By Bernadette Homerski

"Let me talk it out " vs "I'll get back to you."

The yellow bus rolls away from the curb and you brace yourself for the impact against the kitchen door all the while aware of the steadily growing cacophony of shouts, squeals and conversation. The barrage of words, experiences and ideas can only be punctuated by your nod and abbreviated responses of "Really?...You don't say?....Uh-huh.." until the sound of your offspring's voice begins to fade as he/she wanders to the next room or back outdoors. Two doors down the block the bus has delivered another child whose quick skip has an equal impact on the door but the responses to your questions about the day and its experiences are laconic : " It was O.K.....I guess.....Maybe.."

The number of parents who have been equally frustrated by both reactions is growing not because there is anything necessarily wrong with the children, but because there is a misunderstanding of how the child needs to communicate his/her experiences. The behaviours described above are somewhat exaggerated to illustrate the types of behaviours that can be exhibited by children who have a preference for extraversion and for introversion in their way of interacting with the world. The extraverted type tends to process information outside of themselves.
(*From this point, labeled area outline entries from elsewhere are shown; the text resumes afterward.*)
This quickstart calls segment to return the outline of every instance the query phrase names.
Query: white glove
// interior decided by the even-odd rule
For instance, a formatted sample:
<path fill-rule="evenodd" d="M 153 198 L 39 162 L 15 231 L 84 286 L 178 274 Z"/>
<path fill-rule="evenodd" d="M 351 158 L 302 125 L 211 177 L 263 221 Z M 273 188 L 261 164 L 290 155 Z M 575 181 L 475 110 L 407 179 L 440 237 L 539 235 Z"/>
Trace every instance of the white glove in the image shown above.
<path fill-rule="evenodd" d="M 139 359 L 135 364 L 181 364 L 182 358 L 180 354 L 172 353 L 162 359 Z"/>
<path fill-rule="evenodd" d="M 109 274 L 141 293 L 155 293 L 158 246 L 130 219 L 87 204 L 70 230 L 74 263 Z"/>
As one of my students put it, " I need to hear myself say something before I can communicate it." The introverted type, however, needs to process the information internally, and that may take the time needed for a pause or an hour or so. The implication that extraverts are talkative is misleading. In my experience as a classroom teacher, the introverted types can be equally talkative once they have had the time to interiorize and reflect on their experiences. So, don't be surprised if the child who arrives home with few words about the day dominates the conversation at the supper table or during your after supper walk with the dog ! Check out your own preference as an adult.

Do you prefer to "de-brief" as soon as you hit the front door or do you need the "space" and time to sort the day's events out before you communicate with your spouse ? The children have the same needs at their own level. So how does a parent respect their child's type preference at this level and, conversely, how do you teach a child to respect your type preference ? A simple suggestion comes from understanding that extraverts are energized by interaction with others while introverted types tend to be drained by sustained interaction : discuss the events that are coming up ahead of time. As a family, check out whether or not there is enough time for each member to be appropriately energized during that time according to their type preference. Children tend to be far more understanding and respecting of decisions made when they have some input and see their own needs addressed. After all, even extraverts need some "down time"!

Back to the school bus. Do introversion and extraversion have an impact on how your child learns? You bet ! Think of your child in the same room as thirty-one other extraverts and introverts ! Now imagine a lesson being taught!!